Focal therapy—a minimally invasive cancer treatment approach that targets only the specific area of the body with cancer, rather than the entire organ—provides a good option for people with early-stage cancer or those with cancer in a small part of their body. For people with prostate cancer, focal therapy has been used for more than a decade in small studies and at select institutions such as NYU Langone Health. However, there are no long-term studies that show whether focal therapy is an equivalent cancer treatment to more conventional treatments, such as radical prostatectomy or radiation therapy.
Samir Taneja, MD, a urologic oncologist and leader of the Genito-Urologic Program at NYU Langone’s Perlmutter Cancer Center, is the national co-principal investigator of VAPOR 2, a single-arm clinical trial that is evaluating the use of water vapor ablation as focal therapy for localized favorable intermediate-risk (Gleason Grade Group 2, Gleason score 3+4) prostate cancer.
“Focal therapy is an investigational paradigm in that we know we can localize and destroy tumors, but we as of yet don’t know whether that is equivalent to conventional treatments,” said Dr. Taneja, who is also the James M. Neissa and Janet Riha Neissa Professor of Urologic Oncology in the Department of Urology and professor in the Department of Radiology at NYU Grossman School of Medicine. “There are no long-term comparative studies or long-term survival data for focal therapy approaches. The VAPOR 2 study is one of a few studies that are forthcoming that will not just assess the ability of the energy source to focally destroy the tumor, but also monitor patients over a longer period of time to determine how effective this is as a cancer treatment.”

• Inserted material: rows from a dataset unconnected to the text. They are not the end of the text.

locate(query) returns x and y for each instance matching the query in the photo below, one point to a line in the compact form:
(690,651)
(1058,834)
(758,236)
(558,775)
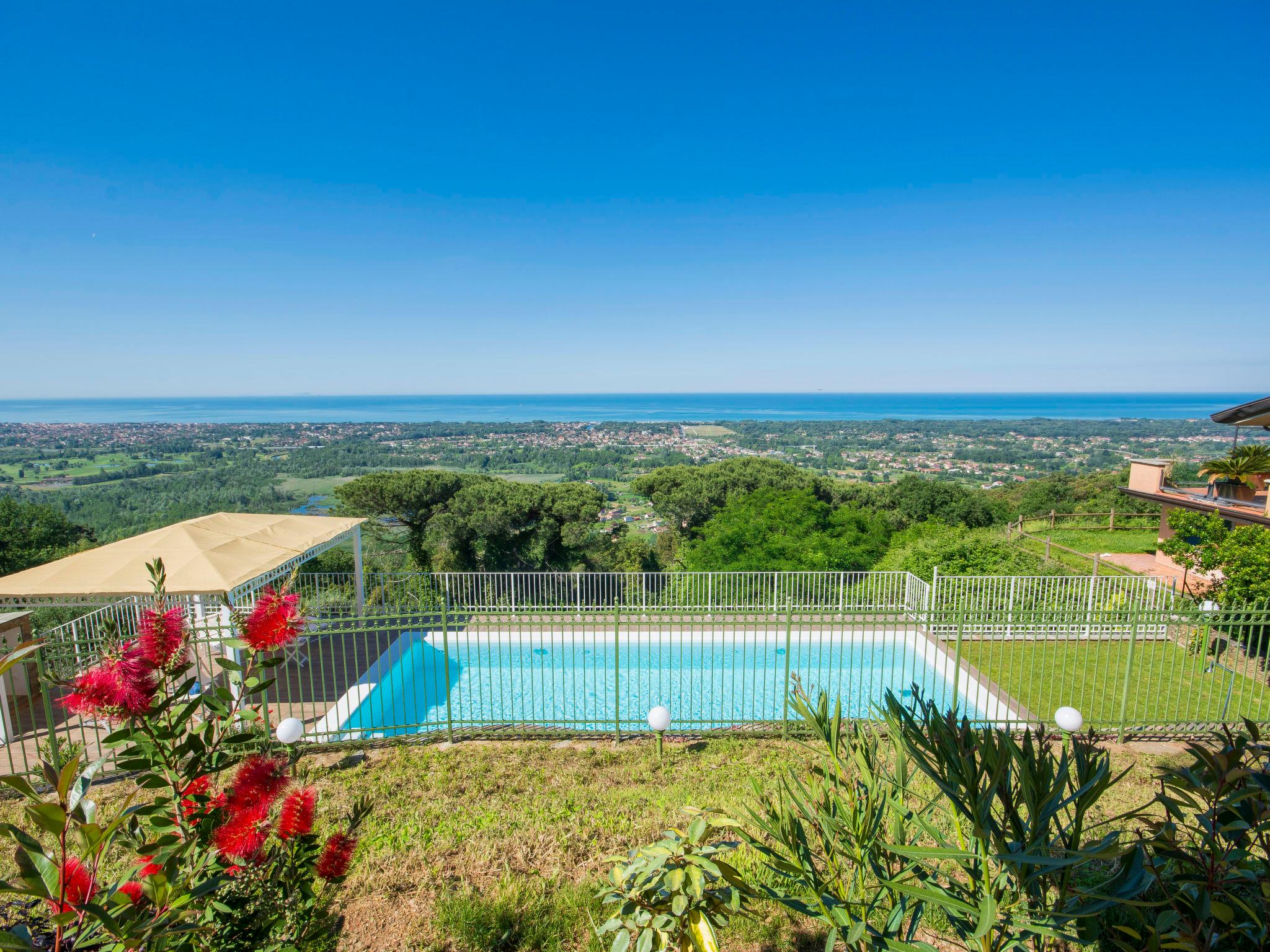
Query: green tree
(466,522)
(32,535)
(1197,541)
(786,531)
(1245,553)
(957,551)
(690,495)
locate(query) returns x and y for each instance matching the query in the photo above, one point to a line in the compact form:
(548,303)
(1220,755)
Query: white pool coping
(972,690)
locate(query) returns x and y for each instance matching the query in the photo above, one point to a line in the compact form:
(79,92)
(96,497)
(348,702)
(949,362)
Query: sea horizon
(615,408)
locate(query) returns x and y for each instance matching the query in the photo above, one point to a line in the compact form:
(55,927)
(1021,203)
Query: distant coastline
(595,408)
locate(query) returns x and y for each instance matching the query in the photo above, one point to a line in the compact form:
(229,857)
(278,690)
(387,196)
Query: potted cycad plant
(1240,475)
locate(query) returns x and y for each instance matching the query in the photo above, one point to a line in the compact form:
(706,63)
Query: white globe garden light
(659,720)
(290,730)
(1068,719)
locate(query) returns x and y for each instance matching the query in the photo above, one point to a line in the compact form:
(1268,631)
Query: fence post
(45,684)
(789,625)
(445,648)
(1128,673)
(618,676)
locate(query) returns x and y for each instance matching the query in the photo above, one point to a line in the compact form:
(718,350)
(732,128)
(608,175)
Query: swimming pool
(584,681)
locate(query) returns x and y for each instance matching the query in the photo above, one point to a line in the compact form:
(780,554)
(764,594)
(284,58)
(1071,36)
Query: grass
(1098,541)
(311,485)
(1168,683)
(708,431)
(500,845)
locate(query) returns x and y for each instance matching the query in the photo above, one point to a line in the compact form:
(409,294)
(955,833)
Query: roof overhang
(220,555)
(1255,413)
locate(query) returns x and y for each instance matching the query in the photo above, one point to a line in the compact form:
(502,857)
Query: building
(1237,506)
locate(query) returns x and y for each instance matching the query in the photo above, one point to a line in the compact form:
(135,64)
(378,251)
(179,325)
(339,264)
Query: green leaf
(12,940)
(48,816)
(19,654)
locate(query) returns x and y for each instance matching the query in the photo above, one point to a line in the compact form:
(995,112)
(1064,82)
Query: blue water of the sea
(651,408)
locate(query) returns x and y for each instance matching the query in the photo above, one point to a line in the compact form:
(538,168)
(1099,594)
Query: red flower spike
(275,622)
(337,856)
(259,781)
(122,685)
(76,885)
(244,833)
(296,818)
(197,787)
(163,639)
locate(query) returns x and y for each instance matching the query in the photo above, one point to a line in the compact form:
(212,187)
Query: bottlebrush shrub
(677,892)
(201,821)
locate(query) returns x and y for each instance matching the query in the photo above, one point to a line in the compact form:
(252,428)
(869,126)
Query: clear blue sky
(435,198)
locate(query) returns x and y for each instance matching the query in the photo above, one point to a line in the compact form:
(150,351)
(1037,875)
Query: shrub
(675,894)
(183,840)
(1208,851)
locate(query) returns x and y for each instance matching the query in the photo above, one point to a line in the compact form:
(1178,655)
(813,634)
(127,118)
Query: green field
(40,470)
(1098,541)
(706,431)
(311,485)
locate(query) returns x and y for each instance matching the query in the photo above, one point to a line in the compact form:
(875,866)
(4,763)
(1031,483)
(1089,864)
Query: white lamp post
(290,731)
(1068,719)
(659,720)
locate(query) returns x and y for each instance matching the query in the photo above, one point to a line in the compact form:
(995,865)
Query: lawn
(499,845)
(1166,684)
(1098,541)
(311,485)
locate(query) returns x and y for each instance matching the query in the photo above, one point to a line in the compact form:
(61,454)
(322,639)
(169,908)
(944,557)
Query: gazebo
(213,564)
(225,557)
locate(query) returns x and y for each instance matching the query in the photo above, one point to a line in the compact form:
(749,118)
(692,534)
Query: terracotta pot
(1233,490)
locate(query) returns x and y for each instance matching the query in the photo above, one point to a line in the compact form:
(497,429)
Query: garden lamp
(659,720)
(1068,719)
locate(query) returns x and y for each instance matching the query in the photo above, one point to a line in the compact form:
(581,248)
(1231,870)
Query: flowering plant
(189,834)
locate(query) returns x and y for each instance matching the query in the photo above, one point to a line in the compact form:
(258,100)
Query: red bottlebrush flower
(244,832)
(296,818)
(258,781)
(197,787)
(122,685)
(76,885)
(275,622)
(337,856)
(163,639)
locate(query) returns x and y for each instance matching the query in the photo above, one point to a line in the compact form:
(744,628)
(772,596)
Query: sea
(595,408)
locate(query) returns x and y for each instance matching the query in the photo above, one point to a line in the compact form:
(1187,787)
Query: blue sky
(446,198)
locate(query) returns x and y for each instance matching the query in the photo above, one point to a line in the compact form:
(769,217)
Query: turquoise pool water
(584,682)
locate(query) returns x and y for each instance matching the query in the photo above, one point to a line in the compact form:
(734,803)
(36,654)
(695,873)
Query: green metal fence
(1133,663)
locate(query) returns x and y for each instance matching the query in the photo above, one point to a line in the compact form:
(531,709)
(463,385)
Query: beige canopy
(210,555)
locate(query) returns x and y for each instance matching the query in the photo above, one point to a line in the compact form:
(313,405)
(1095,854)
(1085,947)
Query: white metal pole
(358,579)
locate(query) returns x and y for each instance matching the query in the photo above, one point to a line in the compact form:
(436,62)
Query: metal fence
(598,592)
(1006,651)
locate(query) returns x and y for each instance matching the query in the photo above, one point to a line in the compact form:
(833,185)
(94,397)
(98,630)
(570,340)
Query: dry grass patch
(499,844)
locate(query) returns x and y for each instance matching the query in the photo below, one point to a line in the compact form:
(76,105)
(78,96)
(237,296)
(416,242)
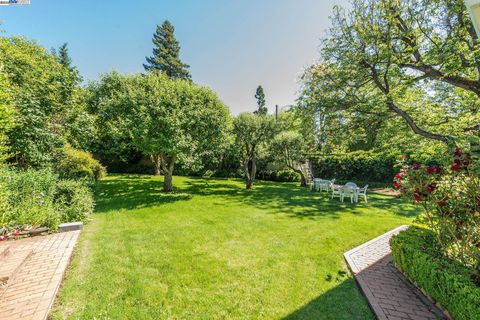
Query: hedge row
(417,253)
(357,166)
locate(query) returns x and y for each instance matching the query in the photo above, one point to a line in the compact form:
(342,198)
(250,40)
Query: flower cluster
(13,232)
(450,198)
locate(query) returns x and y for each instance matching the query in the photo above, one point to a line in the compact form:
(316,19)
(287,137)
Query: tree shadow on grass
(139,191)
(295,201)
(133,192)
(342,302)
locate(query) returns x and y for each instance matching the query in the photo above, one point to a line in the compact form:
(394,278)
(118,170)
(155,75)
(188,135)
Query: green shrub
(39,198)
(74,200)
(287,176)
(30,198)
(372,166)
(359,165)
(418,254)
(79,164)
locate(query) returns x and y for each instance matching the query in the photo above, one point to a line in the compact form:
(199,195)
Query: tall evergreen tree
(260,96)
(166,54)
(64,57)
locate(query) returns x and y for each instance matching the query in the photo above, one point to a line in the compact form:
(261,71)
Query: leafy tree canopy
(168,120)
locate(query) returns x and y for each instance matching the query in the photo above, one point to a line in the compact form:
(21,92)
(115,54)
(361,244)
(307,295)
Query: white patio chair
(330,185)
(362,192)
(351,184)
(347,191)
(336,189)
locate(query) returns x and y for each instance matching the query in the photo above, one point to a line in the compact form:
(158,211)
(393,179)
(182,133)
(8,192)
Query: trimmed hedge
(417,253)
(372,166)
(356,166)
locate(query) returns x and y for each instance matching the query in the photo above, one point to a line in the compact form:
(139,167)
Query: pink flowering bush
(450,199)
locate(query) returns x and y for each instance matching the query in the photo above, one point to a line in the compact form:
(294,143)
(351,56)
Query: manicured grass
(213,250)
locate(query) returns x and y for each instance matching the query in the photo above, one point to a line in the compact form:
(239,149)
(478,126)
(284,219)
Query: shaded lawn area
(213,250)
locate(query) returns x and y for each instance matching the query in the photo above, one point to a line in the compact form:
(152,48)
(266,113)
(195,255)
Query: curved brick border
(389,293)
(32,286)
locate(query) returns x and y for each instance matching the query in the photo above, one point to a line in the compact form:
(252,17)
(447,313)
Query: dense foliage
(416,252)
(252,132)
(166,54)
(168,120)
(391,77)
(36,198)
(450,198)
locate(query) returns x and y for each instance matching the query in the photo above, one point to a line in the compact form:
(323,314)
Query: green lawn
(213,250)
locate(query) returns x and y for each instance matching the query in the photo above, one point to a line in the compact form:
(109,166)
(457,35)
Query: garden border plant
(443,261)
(417,253)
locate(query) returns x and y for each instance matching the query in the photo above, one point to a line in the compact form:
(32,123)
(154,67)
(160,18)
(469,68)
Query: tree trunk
(250,167)
(157,163)
(303,176)
(168,163)
(168,182)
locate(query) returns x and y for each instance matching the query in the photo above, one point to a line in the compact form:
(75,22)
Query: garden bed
(449,283)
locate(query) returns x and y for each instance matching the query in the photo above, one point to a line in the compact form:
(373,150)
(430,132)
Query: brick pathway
(388,292)
(31,271)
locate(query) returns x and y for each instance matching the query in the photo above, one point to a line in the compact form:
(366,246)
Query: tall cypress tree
(260,96)
(166,54)
(63,57)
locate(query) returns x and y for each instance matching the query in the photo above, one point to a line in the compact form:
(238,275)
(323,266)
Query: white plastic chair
(347,190)
(330,185)
(351,184)
(336,189)
(362,192)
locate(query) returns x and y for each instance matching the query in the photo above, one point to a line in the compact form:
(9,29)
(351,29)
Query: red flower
(458,152)
(434,169)
(467,162)
(456,167)
(431,187)
(442,203)
(417,197)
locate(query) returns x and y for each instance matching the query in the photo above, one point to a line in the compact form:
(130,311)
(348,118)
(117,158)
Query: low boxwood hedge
(417,253)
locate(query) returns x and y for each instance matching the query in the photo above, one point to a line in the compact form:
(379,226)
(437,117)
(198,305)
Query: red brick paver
(388,292)
(34,268)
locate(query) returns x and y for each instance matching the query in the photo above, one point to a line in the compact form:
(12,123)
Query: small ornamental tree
(252,131)
(167,120)
(260,96)
(289,148)
(450,198)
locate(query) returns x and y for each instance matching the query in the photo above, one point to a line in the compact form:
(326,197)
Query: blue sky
(231,46)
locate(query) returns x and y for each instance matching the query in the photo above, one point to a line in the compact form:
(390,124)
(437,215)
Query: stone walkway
(31,271)
(388,292)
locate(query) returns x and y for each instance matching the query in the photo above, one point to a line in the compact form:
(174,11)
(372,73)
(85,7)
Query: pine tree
(260,96)
(63,56)
(166,54)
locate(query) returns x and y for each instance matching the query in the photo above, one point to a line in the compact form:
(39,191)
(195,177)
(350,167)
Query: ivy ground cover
(213,250)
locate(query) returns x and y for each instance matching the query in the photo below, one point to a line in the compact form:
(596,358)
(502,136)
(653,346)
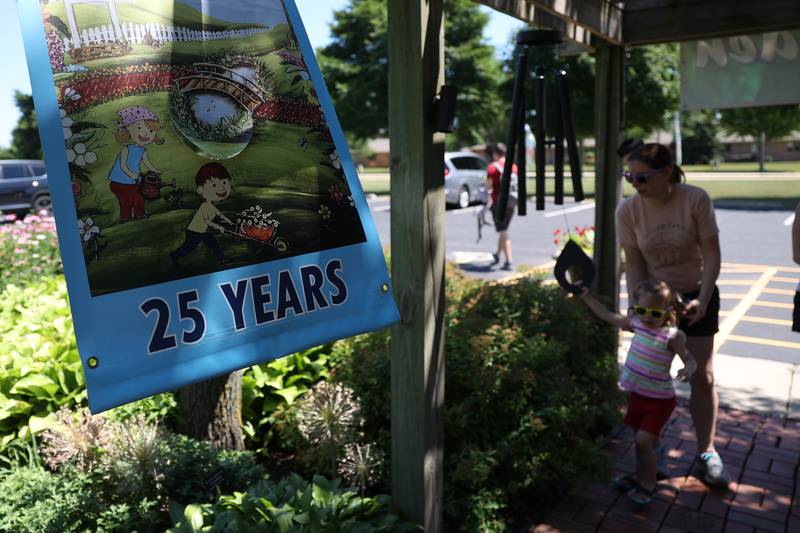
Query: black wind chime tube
(559,150)
(517,110)
(541,139)
(522,163)
(569,131)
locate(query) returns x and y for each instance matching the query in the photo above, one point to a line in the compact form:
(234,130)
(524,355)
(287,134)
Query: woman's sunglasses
(640,177)
(655,313)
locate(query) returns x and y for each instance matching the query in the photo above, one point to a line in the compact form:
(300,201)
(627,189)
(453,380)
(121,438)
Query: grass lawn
(777,166)
(786,193)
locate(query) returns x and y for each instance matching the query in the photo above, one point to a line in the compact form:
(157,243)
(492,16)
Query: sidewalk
(762,455)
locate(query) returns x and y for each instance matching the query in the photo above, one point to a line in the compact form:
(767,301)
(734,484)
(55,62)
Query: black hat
(574,261)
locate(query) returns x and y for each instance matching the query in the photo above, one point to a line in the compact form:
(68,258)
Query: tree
(771,121)
(212,410)
(355,65)
(25,142)
(652,92)
(699,130)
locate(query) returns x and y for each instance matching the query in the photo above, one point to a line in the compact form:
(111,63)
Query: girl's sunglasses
(655,313)
(640,177)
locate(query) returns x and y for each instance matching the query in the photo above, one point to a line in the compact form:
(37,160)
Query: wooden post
(609,125)
(416,72)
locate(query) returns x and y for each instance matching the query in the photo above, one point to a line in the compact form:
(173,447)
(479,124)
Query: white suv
(464,178)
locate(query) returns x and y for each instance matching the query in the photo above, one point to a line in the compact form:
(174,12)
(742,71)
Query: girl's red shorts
(648,414)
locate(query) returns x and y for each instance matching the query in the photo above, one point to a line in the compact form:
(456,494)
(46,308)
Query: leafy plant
(531,388)
(39,365)
(269,388)
(292,505)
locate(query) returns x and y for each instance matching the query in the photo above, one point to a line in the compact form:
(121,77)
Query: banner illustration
(208,211)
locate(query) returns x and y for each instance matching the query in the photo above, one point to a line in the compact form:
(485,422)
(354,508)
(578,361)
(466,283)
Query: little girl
(136,128)
(646,376)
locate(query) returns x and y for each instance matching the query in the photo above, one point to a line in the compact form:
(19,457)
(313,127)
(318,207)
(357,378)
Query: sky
(317,16)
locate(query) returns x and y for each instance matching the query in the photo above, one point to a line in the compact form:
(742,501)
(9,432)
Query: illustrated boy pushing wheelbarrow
(214,184)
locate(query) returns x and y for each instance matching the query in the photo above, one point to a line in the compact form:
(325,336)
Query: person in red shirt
(497,156)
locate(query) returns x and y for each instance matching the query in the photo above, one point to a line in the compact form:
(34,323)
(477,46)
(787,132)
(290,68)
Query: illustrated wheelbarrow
(263,237)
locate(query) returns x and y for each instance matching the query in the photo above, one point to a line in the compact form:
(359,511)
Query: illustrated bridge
(213,77)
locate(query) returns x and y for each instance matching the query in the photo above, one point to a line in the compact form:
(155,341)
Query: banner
(741,71)
(208,211)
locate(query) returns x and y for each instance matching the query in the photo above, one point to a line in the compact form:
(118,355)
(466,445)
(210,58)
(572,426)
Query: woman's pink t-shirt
(669,235)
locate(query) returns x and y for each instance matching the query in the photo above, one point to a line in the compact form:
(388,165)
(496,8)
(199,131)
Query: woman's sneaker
(623,483)
(640,495)
(710,464)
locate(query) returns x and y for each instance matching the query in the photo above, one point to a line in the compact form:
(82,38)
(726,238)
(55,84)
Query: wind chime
(574,270)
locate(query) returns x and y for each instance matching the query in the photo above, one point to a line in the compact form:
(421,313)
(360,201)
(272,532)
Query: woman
(669,233)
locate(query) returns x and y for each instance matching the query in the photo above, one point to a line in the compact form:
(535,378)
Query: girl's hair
(656,155)
(663,291)
(122,136)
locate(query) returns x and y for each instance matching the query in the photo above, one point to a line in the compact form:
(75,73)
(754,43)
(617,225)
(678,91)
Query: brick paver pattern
(761,454)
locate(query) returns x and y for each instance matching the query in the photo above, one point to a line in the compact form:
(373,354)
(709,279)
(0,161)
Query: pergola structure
(416,74)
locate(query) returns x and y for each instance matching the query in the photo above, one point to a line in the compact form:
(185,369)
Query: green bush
(530,385)
(39,365)
(269,388)
(292,505)
(34,500)
(137,474)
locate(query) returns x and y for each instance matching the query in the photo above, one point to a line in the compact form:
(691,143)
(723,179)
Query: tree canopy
(355,65)
(774,121)
(25,142)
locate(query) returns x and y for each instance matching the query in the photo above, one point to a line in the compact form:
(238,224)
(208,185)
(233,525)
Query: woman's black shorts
(709,325)
(501,224)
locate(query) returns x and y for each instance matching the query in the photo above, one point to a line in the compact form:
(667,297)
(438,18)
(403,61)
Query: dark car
(23,187)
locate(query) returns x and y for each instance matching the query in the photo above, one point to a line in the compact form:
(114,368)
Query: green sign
(741,71)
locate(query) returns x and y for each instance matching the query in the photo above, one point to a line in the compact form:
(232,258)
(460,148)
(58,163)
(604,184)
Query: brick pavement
(762,455)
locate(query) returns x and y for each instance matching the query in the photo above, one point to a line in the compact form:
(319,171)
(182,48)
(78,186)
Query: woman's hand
(694,311)
(685,373)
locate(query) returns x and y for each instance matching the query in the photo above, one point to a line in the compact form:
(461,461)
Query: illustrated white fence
(135,34)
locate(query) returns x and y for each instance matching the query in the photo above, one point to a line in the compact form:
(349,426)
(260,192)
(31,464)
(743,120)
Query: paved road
(757,281)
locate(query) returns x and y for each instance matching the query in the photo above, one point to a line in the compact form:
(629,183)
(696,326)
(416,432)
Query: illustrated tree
(763,123)
(355,65)
(25,142)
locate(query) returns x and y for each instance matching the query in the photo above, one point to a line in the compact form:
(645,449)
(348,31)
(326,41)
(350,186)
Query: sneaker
(640,495)
(710,464)
(623,483)
(662,470)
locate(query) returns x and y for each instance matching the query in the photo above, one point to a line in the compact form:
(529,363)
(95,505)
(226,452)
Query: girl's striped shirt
(646,369)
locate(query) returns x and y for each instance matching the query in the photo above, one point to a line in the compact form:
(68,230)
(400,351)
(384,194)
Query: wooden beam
(656,21)
(539,18)
(609,125)
(416,73)
(601,17)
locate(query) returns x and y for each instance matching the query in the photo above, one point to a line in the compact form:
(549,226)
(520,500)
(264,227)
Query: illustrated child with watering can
(136,127)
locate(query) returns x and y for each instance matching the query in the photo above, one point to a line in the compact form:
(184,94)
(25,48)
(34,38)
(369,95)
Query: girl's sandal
(640,495)
(623,483)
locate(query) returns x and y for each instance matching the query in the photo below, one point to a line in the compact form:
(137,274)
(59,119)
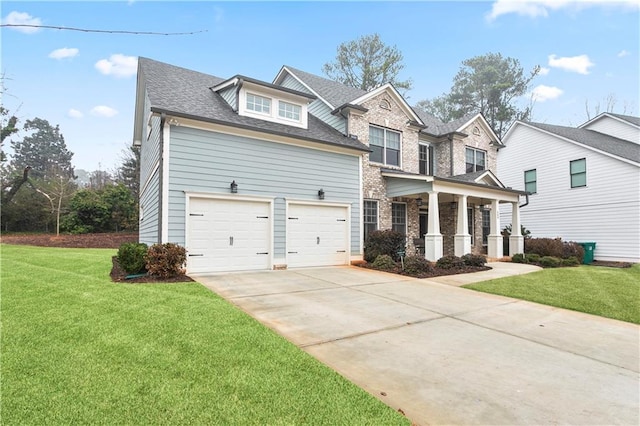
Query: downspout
(161,183)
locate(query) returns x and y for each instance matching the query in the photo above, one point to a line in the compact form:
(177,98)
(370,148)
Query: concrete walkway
(447,355)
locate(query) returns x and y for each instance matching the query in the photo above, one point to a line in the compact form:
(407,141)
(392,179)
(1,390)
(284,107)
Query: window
(258,104)
(425,159)
(578,170)
(475,160)
(530,181)
(370,218)
(289,111)
(399,217)
(385,146)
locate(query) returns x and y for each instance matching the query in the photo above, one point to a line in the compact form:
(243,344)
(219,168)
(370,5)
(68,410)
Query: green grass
(79,349)
(608,292)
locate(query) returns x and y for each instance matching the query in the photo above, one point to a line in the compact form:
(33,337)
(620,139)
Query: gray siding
(229,94)
(202,161)
(317,108)
(149,205)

The VAPOR 2 study uses the Vanquish water vapor ablation device, which consists of a small device that is inserted through the urethra into the prostate. The wand is equipped with a small catheter needle that extends into the targeted treatment area and delivers water vapor to the prostate tissue. When the vapor is delivered to the targeted tissue, the stored thermal energy is released onto the cancerous cells as the vapor is condensing back to its liquid state. This energy transfer causes immediate disruption (ablation) of the cellular membrane, ultimately leading to cell death. Water vapor remains within the natural boundaries of the prostate, minimizing damage to the surrounding structures.
“The Vanquish device is combined with an image-tracking system that enables the urologist to localize the tumor using MRI, direct the needle to that area, and treat the tumor with a margin of normal tissue around it,” said Dr. Taneja, who also co-directs the Smilow Comprehensive Prostate Cancer Center.
Water vapor is currently used by urologists to successfully treat benign prostatic hyperplasia, or enlarged prostate. An earlier study of the Vanquish technology, VAPOR 1, showed that 87 percent of the 15 patients enrolled in that trial did not have Gleason Grade Group 2 or worse disease 6 months after treatment. In addition, no serious adverse effects were reported with the approach, and no device-related toxicities were observed.
VAPOR 2 is designed to treat people with localized intermediate-risk prostate cancer and monitor them for three years. During that time, if recurrence or evidence of clinically significant disease elsewhere in the prostate shows up on a biopsy, the participants can be treated again and re-ablated using Vanquish at least once. The trial’s endpoint is to determine how many of the participants are free of clinically significant cancer at the end of three years.
“From a patient’s perspective, the advantage of water vapor ablation therapy is avoiding side effects associated with surgery or radiation,” Dr. Taneja said. “The early data from VAPOR 1 suggests that the risk of urinary and sexual side effects that we commonly see with surgery and radiation is very minimal with this technology.”